Je ne reviendrai pas au cours de cet article sur ce qui s’est passé et pourquoi la symbolique de “tuer mon père “ est pertinente.

Pourquoi … parce que j’ai pris la décision, et j’espère pouvoir mener cette action aussi longtemps que possible, de fermer cette page douloureuse, invalidante et troublante de mon parcours.

Avant, je souhaite tout de même revenir sur ce qui s’est déroulé.

C’était une journée habituelle de travail, à un détail près, que nous étions le jour de la Saint Audrey … donc le 23 juin !

Je sors déjeuner … il fait beau et je prévois de passer ma pause assise à une terrasse que j’affectionne.
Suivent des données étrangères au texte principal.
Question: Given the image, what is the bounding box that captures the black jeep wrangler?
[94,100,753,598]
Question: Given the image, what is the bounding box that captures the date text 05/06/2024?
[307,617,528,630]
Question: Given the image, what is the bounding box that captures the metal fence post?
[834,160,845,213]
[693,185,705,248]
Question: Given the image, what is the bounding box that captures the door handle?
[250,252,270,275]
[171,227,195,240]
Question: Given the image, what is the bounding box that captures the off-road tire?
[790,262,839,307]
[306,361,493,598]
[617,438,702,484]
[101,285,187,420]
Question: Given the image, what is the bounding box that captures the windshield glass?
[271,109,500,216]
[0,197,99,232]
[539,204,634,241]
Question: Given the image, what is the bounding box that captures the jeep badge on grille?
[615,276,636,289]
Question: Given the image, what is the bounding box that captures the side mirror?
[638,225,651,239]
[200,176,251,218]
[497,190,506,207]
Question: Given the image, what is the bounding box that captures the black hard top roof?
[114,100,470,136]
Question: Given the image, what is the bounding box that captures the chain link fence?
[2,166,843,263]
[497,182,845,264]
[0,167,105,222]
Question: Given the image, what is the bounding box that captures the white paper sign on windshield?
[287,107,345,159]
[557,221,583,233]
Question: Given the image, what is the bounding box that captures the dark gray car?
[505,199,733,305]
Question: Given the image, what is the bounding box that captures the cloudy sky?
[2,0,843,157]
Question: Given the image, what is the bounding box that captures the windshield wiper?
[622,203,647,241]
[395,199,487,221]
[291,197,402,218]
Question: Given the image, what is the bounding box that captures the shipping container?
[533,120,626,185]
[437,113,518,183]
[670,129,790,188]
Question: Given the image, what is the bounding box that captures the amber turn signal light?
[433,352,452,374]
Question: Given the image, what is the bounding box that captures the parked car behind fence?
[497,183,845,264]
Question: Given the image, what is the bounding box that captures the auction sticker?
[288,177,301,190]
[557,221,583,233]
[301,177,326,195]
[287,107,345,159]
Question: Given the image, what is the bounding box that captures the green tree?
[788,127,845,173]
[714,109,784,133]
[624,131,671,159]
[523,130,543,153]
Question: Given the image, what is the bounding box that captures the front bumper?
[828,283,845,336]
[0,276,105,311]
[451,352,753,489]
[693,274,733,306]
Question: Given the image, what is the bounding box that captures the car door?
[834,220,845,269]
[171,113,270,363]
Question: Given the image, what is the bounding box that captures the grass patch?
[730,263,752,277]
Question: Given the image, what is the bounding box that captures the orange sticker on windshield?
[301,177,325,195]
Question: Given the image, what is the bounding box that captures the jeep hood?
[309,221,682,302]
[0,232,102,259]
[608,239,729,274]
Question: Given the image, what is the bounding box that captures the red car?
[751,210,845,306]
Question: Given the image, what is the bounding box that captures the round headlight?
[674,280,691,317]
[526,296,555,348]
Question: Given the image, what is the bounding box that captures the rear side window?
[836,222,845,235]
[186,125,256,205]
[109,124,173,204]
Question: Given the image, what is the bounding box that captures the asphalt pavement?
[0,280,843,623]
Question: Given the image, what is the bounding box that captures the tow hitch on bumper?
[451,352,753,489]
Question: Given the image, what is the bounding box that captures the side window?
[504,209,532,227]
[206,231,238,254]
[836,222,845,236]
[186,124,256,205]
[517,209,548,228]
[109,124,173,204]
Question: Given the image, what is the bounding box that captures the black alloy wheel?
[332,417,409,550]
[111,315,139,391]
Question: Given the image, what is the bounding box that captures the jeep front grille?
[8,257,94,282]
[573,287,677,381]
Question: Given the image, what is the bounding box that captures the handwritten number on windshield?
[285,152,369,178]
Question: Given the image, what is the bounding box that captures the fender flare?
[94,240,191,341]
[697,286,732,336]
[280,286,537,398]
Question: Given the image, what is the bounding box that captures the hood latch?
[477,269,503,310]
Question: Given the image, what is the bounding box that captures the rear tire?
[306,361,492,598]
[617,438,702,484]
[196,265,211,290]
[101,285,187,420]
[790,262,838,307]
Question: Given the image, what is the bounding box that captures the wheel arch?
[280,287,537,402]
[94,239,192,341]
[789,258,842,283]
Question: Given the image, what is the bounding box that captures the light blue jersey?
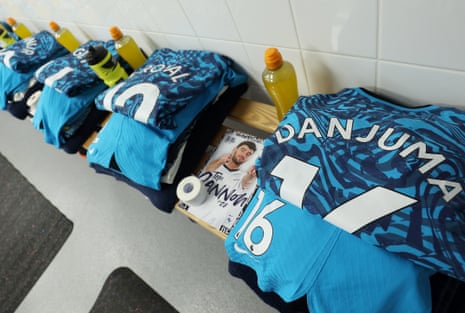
[87,112,174,190]
[32,84,106,147]
[225,187,433,313]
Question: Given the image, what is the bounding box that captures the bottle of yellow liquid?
[0,27,16,48]
[85,45,128,87]
[109,26,146,70]
[6,17,32,39]
[262,47,299,120]
[49,21,81,52]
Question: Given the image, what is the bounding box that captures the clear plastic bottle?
[0,27,16,48]
[85,45,128,87]
[49,21,81,52]
[6,17,32,39]
[262,47,299,120]
[109,26,146,70]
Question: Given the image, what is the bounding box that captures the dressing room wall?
[2,0,464,109]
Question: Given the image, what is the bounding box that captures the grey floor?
[0,111,277,313]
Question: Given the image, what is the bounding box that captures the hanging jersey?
[93,48,248,129]
[257,87,465,280]
[225,187,433,313]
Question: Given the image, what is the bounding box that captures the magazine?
[180,128,264,235]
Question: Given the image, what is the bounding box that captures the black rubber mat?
[430,272,465,313]
[89,267,179,313]
[0,153,73,313]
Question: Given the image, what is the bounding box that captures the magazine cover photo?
[181,128,264,235]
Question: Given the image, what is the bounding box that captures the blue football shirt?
[225,187,433,313]
[257,87,465,280]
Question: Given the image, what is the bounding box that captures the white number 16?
[233,155,417,255]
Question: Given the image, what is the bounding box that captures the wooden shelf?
[79,112,112,156]
[228,98,279,134]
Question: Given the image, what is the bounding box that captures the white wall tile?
[132,5,161,33]
[179,0,240,41]
[0,3,25,21]
[302,51,377,95]
[377,61,465,109]
[199,38,251,75]
[380,0,465,71]
[111,2,146,30]
[140,0,195,36]
[1,0,465,110]
[200,39,247,61]
[163,34,202,50]
[67,1,109,26]
[18,1,51,20]
[130,32,166,55]
[78,26,114,43]
[226,0,299,48]
[292,0,378,58]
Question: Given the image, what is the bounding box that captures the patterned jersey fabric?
[257,87,465,280]
[34,40,132,97]
[94,48,247,129]
[0,31,67,73]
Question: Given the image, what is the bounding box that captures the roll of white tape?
[176,175,208,206]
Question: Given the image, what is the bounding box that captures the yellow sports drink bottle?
[109,26,146,70]
[6,17,32,39]
[262,47,299,120]
[49,21,81,52]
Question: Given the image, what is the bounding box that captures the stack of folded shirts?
[87,48,248,212]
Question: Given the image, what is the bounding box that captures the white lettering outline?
[234,156,418,256]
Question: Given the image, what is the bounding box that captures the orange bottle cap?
[109,26,123,40]
[264,47,283,70]
[6,17,16,26]
[49,21,60,32]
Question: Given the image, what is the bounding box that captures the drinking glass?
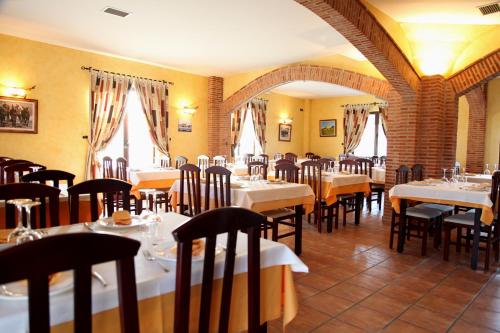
[484,164,491,175]
[139,189,156,218]
[441,168,448,182]
[6,198,32,243]
[16,201,43,244]
[494,164,499,171]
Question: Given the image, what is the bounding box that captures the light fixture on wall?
[182,106,198,115]
[1,84,36,98]
[280,117,292,124]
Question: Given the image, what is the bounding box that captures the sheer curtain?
[86,71,132,179]
[343,104,370,154]
[249,99,267,152]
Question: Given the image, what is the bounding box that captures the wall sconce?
[1,84,36,98]
[182,106,198,115]
[280,118,292,124]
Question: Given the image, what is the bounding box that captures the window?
[234,106,262,161]
[354,112,387,157]
[99,87,155,169]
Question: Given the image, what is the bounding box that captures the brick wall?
[207,76,224,156]
[465,85,487,173]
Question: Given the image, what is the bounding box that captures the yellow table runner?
[131,179,179,199]
[322,182,372,206]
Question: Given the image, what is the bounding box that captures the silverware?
[1,285,24,297]
[142,249,169,272]
[92,271,108,287]
[83,222,96,232]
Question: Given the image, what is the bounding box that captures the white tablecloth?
[372,167,386,184]
[322,173,372,187]
[466,174,492,184]
[129,168,180,185]
[0,212,308,330]
[227,164,248,176]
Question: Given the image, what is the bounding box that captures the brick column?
[465,85,487,173]
[207,76,224,156]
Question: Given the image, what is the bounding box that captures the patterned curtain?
[250,99,267,152]
[134,78,170,158]
[86,71,132,179]
[230,104,247,157]
[379,105,388,136]
[343,104,370,154]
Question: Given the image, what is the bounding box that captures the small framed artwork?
[278,123,292,142]
[0,96,38,133]
[319,119,336,137]
[178,118,192,132]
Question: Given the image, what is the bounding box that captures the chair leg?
[389,212,396,249]
[465,227,471,253]
[494,223,500,262]
[456,226,462,253]
[272,221,278,242]
[334,203,339,229]
[407,218,411,240]
[421,221,428,256]
[485,226,492,271]
[367,196,372,212]
[443,224,450,261]
[377,191,382,210]
[342,201,347,226]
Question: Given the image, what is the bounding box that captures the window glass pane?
[354,114,375,157]
[377,120,387,156]
[127,88,155,169]
[98,115,124,161]
[235,107,262,161]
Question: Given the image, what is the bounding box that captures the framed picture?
[0,96,38,133]
[178,118,192,132]
[319,119,336,137]
[278,123,292,142]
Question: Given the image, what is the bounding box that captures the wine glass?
[494,164,499,171]
[441,168,448,182]
[6,198,32,243]
[139,189,156,219]
[484,164,491,175]
[16,201,43,244]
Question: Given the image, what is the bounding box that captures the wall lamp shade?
[182,106,198,115]
[280,118,292,124]
[5,87,27,98]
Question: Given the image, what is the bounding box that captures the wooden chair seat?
[406,207,442,219]
[415,203,454,213]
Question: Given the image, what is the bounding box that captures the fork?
[142,249,170,272]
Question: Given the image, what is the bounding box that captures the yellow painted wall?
[309,95,383,158]
[257,92,306,157]
[0,33,208,181]
[455,96,469,167]
[485,78,500,167]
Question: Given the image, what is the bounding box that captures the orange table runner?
[131,179,179,199]
[322,182,372,206]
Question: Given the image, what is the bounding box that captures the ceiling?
[270,81,365,99]
[0,0,365,76]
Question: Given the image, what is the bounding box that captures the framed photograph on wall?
[0,96,38,133]
[278,123,292,142]
[319,119,336,137]
[178,118,192,132]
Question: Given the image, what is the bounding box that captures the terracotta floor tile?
[302,291,355,317]
[360,292,412,317]
[311,319,367,333]
[428,285,476,304]
[471,294,500,313]
[461,306,500,331]
[284,304,332,333]
[399,305,455,332]
[449,319,499,333]
[417,294,468,317]
[336,304,395,332]
[297,272,342,291]
[389,276,437,293]
[379,285,424,303]
[295,282,321,302]
[347,273,388,291]
[363,265,402,282]
[326,281,375,303]
[482,283,500,298]
[383,319,433,333]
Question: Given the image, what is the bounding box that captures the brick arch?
[222,64,393,115]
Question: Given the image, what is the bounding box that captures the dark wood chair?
[337,159,360,225]
[4,162,47,184]
[67,179,132,224]
[357,158,382,212]
[213,155,227,167]
[102,156,114,178]
[443,171,500,271]
[204,166,231,210]
[317,158,334,171]
[0,159,32,184]
[310,155,321,161]
[116,157,128,181]
[371,156,379,165]
[305,152,315,159]
[243,153,254,165]
[172,207,263,333]
[247,161,268,180]
[0,232,140,333]
[179,164,201,216]
[339,159,358,173]
[275,158,293,166]
[411,164,424,181]
[389,165,442,256]
[160,156,171,168]
[197,155,210,179]
[275,163,299,183]
[0,183,60,229]
[273,153,283,160]
[175,156,188,169]
[379,155,387,166]
[0,156,11,163]
[21,169,75,189]
[338,153,348,161]
[411,164,454,215]
[284,152,297,163]
[259,154,269,166]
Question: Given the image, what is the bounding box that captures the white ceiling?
[367,0,500,24]
[0,0,366,76]
[270,81,365,99]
Je m’y rends, je trouve la table parfaite installée au soleil et je commande.

En attendant que mon plat arrive … je laisse mon regard aller au loin et c’est là qu’une silhouette assise sur un banc sur le trottoir d’en face attire mon attention.

Malgré le fait que je ne l’avais pas aperçu depuis une vingtaine d’années … je LE reconnais de façon immédiate… et tandis que mon regard s’attarde, j’ai l’impression qu’il me regarde également et qu’IL me reconnait !

A ce moment précis, la panique s’empare de moi … je suis tétanisée… je suis confuse !

Qu’est ce que je suis censée faire !!!

Je ressens un grand stress mais la décision d’intervenir me prend pourtant deux secondes.

Alors que le serveur m’apporte mon repas … je me lève précipitamment.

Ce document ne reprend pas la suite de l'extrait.